Compare and contrast to Yuri!!! On ICE. We’re already talking about Anime, might as well jump in. And yes, I’ve already talked about it, but that shouldn’t suggest I don’t have evolving feelings on it. I praised Yuri on Ice for it’s[sic: its] subtle representation of queerness, and I thought it was a greater asset than it was a detractor. Could it have used a kiss…? Without thean arm blocking the way? Yes. But Yuri on Ice was also missing a lot of the staples of the other gay-baits. Mainly, that there was no third-wheel heterosexual love intrest. And of characters who could be considered antagonists, Yurio softens as he begins to come into his budding, if only implied, attraction to Otabek. (Though how implied is this REALLY?) And when it comes to JJ. Well, he’s straight, they can have him.

And I’m not completely absolving Yuri On Ice for concealing queerness, but it does seem like I’m pointing out that there are many ways that queer-baiting can happen.
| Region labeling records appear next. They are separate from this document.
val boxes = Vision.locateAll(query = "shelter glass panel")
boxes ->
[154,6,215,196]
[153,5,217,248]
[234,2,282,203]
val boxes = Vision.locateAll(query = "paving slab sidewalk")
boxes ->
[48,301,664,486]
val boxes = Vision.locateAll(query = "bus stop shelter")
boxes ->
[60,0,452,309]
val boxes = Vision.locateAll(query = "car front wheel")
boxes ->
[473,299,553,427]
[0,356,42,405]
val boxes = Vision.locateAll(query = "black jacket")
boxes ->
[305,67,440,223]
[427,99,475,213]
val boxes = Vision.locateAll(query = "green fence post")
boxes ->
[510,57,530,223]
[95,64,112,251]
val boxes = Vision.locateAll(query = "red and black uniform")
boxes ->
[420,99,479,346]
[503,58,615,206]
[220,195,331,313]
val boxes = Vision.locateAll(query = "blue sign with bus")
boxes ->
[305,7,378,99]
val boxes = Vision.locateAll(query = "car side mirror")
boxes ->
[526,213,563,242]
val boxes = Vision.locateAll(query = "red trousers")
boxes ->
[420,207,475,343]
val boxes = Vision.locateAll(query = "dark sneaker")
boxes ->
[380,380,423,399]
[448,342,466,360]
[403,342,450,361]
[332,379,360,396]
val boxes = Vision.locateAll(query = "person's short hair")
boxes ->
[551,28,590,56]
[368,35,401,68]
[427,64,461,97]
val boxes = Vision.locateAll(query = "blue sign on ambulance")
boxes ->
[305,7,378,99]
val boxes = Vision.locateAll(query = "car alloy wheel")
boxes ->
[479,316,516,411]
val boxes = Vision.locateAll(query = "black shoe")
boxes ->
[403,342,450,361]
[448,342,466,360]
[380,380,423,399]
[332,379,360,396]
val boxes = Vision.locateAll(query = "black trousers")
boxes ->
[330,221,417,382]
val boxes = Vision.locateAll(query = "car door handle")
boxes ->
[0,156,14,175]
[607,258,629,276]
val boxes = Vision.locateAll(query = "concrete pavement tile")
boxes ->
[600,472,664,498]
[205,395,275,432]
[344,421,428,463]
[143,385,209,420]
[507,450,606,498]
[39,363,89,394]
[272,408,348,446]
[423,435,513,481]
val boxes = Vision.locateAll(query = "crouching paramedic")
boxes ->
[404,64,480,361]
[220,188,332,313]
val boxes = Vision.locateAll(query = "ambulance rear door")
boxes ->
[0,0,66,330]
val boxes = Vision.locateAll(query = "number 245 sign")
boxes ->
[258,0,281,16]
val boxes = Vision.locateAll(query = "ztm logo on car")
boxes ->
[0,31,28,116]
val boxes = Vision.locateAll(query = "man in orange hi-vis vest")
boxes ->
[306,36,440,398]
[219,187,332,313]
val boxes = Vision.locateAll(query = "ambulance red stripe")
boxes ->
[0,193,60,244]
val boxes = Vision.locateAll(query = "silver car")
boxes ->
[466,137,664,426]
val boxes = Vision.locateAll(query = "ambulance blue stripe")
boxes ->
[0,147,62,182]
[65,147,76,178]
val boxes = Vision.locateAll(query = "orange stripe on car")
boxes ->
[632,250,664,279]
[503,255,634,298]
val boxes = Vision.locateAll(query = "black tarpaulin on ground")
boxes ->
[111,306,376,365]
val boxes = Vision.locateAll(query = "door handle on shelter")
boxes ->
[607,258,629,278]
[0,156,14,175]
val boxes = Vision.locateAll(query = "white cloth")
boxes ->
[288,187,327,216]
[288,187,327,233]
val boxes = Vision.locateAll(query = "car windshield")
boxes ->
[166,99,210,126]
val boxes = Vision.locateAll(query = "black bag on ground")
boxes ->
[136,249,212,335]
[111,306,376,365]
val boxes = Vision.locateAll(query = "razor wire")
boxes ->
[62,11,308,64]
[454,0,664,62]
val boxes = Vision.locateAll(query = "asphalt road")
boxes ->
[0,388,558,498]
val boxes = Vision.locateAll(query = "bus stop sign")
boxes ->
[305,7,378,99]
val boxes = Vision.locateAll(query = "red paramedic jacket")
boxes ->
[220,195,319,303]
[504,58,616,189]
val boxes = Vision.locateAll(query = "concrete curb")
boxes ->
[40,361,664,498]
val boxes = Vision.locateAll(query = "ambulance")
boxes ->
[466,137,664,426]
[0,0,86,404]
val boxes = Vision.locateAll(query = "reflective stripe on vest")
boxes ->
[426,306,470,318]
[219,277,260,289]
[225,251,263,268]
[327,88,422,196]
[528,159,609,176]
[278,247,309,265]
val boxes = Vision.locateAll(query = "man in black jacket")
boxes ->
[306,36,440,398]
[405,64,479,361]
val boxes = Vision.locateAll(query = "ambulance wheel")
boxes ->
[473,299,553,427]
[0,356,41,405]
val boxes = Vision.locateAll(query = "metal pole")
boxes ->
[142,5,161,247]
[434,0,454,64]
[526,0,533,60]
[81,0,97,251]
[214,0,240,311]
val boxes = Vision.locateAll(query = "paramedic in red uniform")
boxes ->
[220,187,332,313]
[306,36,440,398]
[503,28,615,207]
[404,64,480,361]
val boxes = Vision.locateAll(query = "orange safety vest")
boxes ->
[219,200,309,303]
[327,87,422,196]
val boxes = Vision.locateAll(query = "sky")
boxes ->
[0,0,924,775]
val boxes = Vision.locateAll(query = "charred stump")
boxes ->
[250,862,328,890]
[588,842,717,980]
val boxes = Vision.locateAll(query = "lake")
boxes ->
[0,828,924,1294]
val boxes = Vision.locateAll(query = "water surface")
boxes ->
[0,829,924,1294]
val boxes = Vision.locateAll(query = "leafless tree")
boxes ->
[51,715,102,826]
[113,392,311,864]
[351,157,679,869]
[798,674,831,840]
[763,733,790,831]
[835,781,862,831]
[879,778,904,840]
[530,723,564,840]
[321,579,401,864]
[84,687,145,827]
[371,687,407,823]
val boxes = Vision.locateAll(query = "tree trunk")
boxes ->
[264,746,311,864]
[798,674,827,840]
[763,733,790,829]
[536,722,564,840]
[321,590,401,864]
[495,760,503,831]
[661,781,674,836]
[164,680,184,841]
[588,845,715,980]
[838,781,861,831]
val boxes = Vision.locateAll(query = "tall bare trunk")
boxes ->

Bear in mind that there is not as much ‘shipping’ of Yuri and Victor as there is with Reki and Langa. By all means, it’s there. But as someone who is not particularly involved in any shipping communities, there is not nearly as much spill-over for Yuri on Ice as there is for Sk8.

[Dutch angle]:

It’s also interesting that the 2016 Yuri on Ice shippers went over to Killing Stalking, but we won’t talk about that.

And this isn’t to speak of the popularity of either series, because years after the fact… and Yuri on Ice still seems to retain it’s[sic: its] popularity along side Sk8, which came out just this past year. A distinction can be made where Yuri on Ice, while being much more understated, seems to want to imply that these characters ARE in a relationship. Whereas Sk8 is going out of it’s[sic: its] way to imply that it’s[sic: its] characters COULD BE in a relationship.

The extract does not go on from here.